This has been perennially good advice which has worked for me since way back, and is coupled to the above. However fit I am, I always regret a fast start. It works much better for me (and it seems for many others too) to start off gently and for the first 1-2 miles to just stay really slow, right at the bottom end of my training heart rate (Zone 1 or 2). Even if you feel good, force yourself to stay at a nice slow pace. I find that after this time I can pick the pace up if I feel like it, and this will then do me well for longer runs. If on the other hand I start fast, I’m most often regretting it by mile 3 / 4!
Think about cadence
I didn’t properly research or understand cadence until about 2 years ago – it was probably when I got my first Garmin running watch that I did some reading and then discovered it is actually a widely talked about thing. Cadence (or SPM – strides per minute) is a posh way of saying “how fast your legs are going” which is itself a way of describing how often your feet hit the floor.
The “ideal” cadence often quoted is 180 bpm, which if you try it is extremely fast. When I first went out on a run and used my Garmin (which measures / displays cadence) to try and stick to anything even close to 180 I found it really quite weird – if you’ve never done this before then you have a natural “rhythm habit” to your running which is very hard to break, and it feels very unnatural at first to try and alter it. You’ll probably find that you have to change your stride length considerably in order to make your pace something reasonable for you, and you end up sort of tottering along feeling very strange about the whole thing 🙂
The obvious first question is why? Why alter your cadence anyway?
Well, for me increasing my cadence has had two obvious impacts. Firstly, it makes hills easier. If you’re taking tiny little steps, you’ll just feel better when you’re on a gradient. Secondly – and probably the thing that has had most impact on me – it radically reduces post-run strains and likelihood of injury.
Strains and urgh
As you get into a regular routine, and into understanding how best your body reacts to stretches / pace / cadence you’ll also probably start getting some twinges, and if you’re unlucky, some strains. You’ll find that there are some muscles that you are particularly prone to pulling. The biggies to watch out for in my experience are Achilles injuries (can range from a little twinge all the way up to something nasty enough that you have to give up running for 3-6+ months…), knee stuff and calves.
For Achilles, there’s an amazing (but also amazingly painful…) trick which can help with minor Achilles pain – sit down, cross your affected leg over the top of the other and then (gently now!) pinch your Achilles. Do it gently at first and move from top to bottom of the Achilles tendon. Now pinch a bit harder, and again move from top to bottom, pinching as you go.

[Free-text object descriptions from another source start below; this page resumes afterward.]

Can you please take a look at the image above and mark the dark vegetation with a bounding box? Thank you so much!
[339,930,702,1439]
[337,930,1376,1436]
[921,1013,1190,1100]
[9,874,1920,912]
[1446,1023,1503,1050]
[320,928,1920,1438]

Do it as hard as you can bear – it can be insanely painful and the stuff of torture nightmares – but you will find that ultimately this really helps ease off an Achilles strain.
For calves, a physio roller is your friend. I mean, it isn’t, it’ll hurt like buggery, but it will help!
For knees, there are various supports – I find the tubular cloth ones a bit weedy but have found something more substantial quite helpful.
Misc final bits
One of the biggest learnings for me as I’ve got fitter is not to overdo my pace. I can comfortably do 8:30 minute miles (be gentle with me, I’m not as young as I once was!), and from a purely aerobic point of view, I can also push myself up into 7:30 minute miles or faster – but – this is when strains happen. So although my aerobic fitness is plenty good enough to sustain this speed, my limbs and muscles just don’t like it. In other words, it’s easy to get carried away with your pace when you feel good, but you’ll probably regret it! Instead, if I’m feeling good and want to extend myself, I tend to do it by pushing out the distance rather than the pace.
I’ve also learnt to avoid running on one side of a road for too long if I can help it – cambers and “micro mountains” (kerb slopes), although slight, can be really quite straining – so I’d suggest alternating sides or avoiding where you can (stay safe, obviously!) so that your feet get a bit of variety.
I’ve spent no time at all talking about shoes. It’s a whole other post, but really as per above – do what feels ok for you. Find a running shop where you can put on the shoes and go take a trot around the block. Get advice about what suits your particular instep / foot width, pronation, etc – but just try stuff wherever you can. A good shoe will cost you north of £100, and it’s worth getting it right. I run a lot of variety underfoot (quite a lot of road / canal / footpath but also hills, coastal paths, etc) so my current favourite is a Hoka Challenger which is a good multi-use running shoe, but honestly – do whatever suits you. Just don’t cheap out!